The company is also putting into place a series of measures to make sure its future products, and its manufacturing facilities, are far more environmentally friendly than they are today.
Asustek plans to spin off its brand name operations into a company named Asus, while leaving its current moniker with the contract electronics manufacturing business, says Sunny Han, director of marketing.
Such a split would look a lot like the reorganisation Acer accomplished a few years ago. Under pressure by its contract manufacturing customers to stop competing with them, Acer opted to spin off the business into a separate company, Wistron. The deal freed Acer from the headaches of dealing with its clients while marketing similar products as theirs, and allowed it to choose from a variety of contract manufacturing partners.
Asus would be able to do the same in terms of deciding how to contract out production, says Han. The brand name division currently markets 16 product lines, including laptop computers, mobile phones and LCD TVs.
The company has already made the move with its branded motherboards. It merged its branded motherboard division, including Asus and Asrock motherboards, with that of Giga-Byte Technology. Asustek, which holds 49% of the venture, will continue to create its own designs.

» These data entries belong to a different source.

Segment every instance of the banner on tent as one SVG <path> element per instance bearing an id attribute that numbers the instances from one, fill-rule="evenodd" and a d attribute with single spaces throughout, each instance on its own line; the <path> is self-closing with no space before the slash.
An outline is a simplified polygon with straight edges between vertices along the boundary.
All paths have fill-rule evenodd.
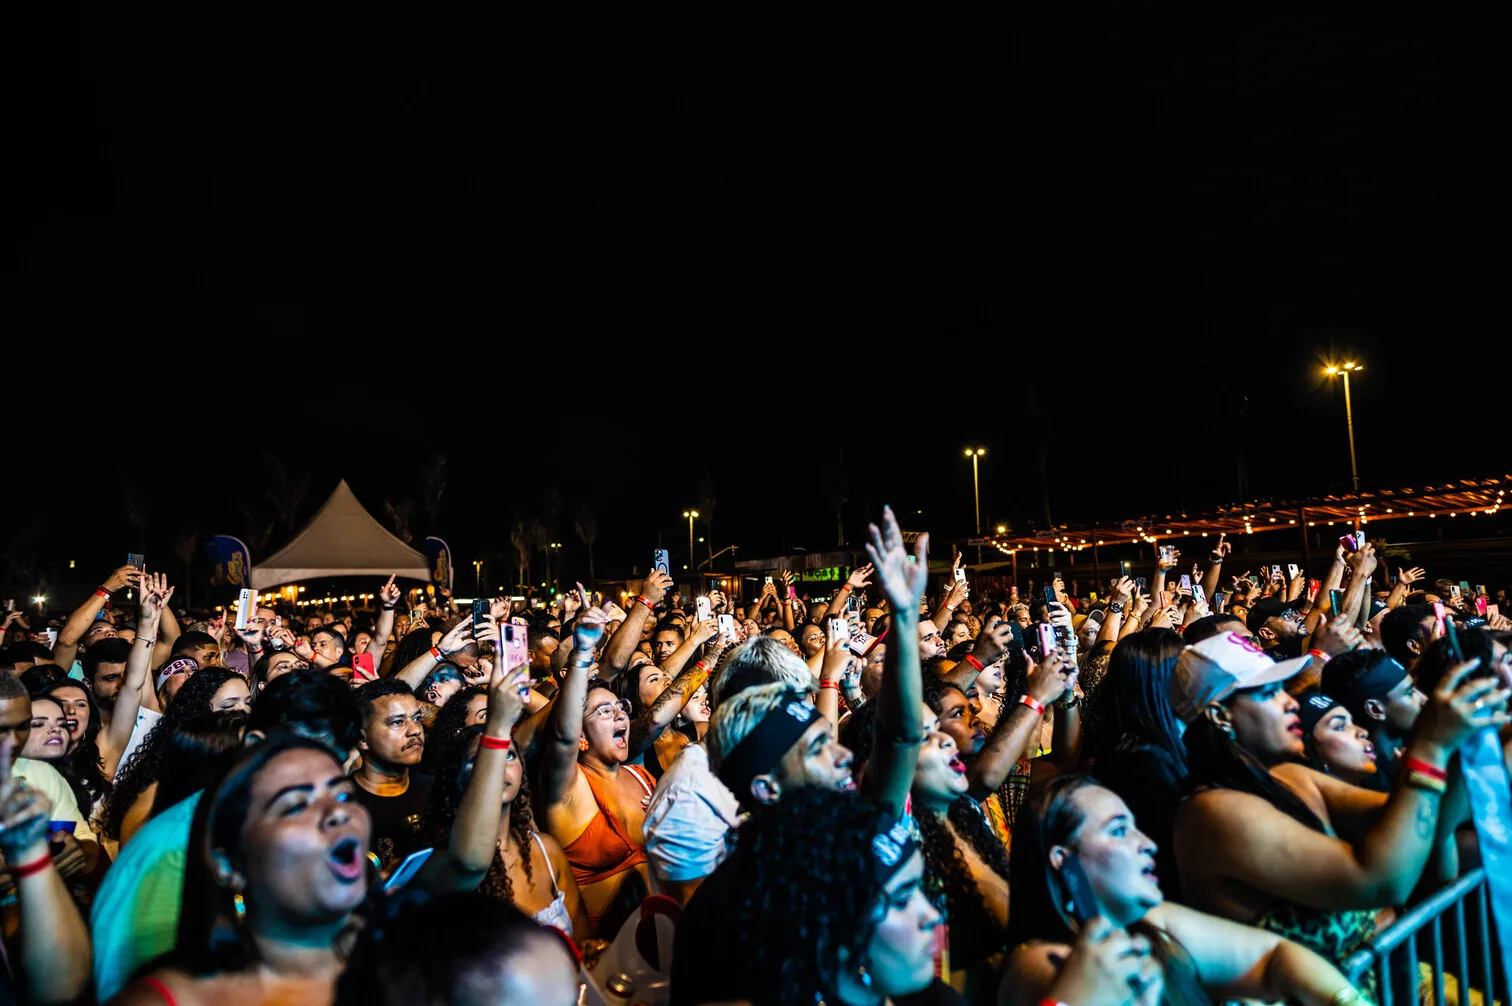
<path id="1" fill-rule="evenodd" d="M 205 554 L 215 569 L 210 577 L 211 583 L 226 583 L 237 588 L 251 583 L 252 553 L 247 551 L 240 538 L 218 534 L 205 543 Z"/>
<path id="2" fill-rule="evenodd" d="M 432 587 L 452 589 L 451 546 L 440 538 L 425 539 L 426 565 L 430 567 Z"/>

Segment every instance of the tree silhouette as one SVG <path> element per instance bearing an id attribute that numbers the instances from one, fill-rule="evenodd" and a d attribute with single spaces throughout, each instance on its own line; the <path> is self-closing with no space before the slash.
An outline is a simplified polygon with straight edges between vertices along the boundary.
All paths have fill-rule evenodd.
<path id="1" fill-rule="evenodd" d="M 515 568 L 520 574 L 518 582 L 527 584 L 530 582 L 530 525 L 515 518 L 514 526 L 509 529 L 509 543 L 515 550 Z"/>
<path id="2" fill-rule="evenodd" d="M 173 554 L 184 564 L 184 607 L 194 607 L 192 600 L 194 584 L 194 553 L 199 549 L 199 532 L 184 528 L 173 537 Z"/>
<path id="3" fill-rule="evenodd" d="M 410 530 L 410 521 L 415 516 L 415 501 L 410 499 L 400 500 L 398 503 L 383 501 L 383 512 L 388 515 L 389 527 L 394 532 L 394 537 L 408 545 L 414 540 L 415 534 Z"/>
<path id="4" fill-rule="evenodd" d="M 588 579 L 594 579 L 593 573 L 593 543 L 598 540 L 598 518 L 593 516 L 593 511 L 584 503 L 578 508 L 577 520 L 572 522 L 577 531 L 579 540 L 588 546 Z"/>
<path id="5" fill-rule="evenodd" d="M 283 462 L 272 454 L 263 455 L 263 465 L 268 470 L 268 488 L 264 495 L 273 506 L 279 526 L 292 535 L 299 520 L 299 508 L 310 488 L 310 478 L 302 475 L 290 479 Z"/>
<path id="6" fill-rule="evenodd" d="M 429 518 L 428 527 L 436 531 L 436 514 L 441 509 L 441 497 L 446 492 L 446 455 L 437 454 L 431 463 L 420 469 L 423 486 L 420 490 L 420 505 Z"/>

Giga-Byte will also continue to develop and market its own branded motherboards, despite the joint venture. The deal is complicated, but Han sees it as a first step in an eventual Asustek takeover of Giga-Byte's branded motherboard division, which would give Asustek a greater-than-50% share of the global branded motherboard market.
Asustek's R&D lab is also working on ways to make company products far more environmentally sound than they are today, part of its Green Asus initiative.
Every design is critiqued for ways it could be more green, such as figuring out how to use more biodegradable materials and shared parts, and making them easier to recycle, says Markus Wierzoch, design manager at Asustek. One example is the company's switch to use metal in place of plastics and electroplating, which are far worse for the environment.
One of the initiatives the company is delving into is modulation, or making computer system modules so that users can replace parts of their PCs one at a time, instead of the whole system. By using modules, a user could keep their existing chassis, monitor, keyboard, hard drive, DVD burner and other parts, but install a new microprocessor module complete with the latest chip set and memory chips.
Such modules would help reduce waste by allowing users to continue to use good equipment, while upgrading only parts of their PC at a time.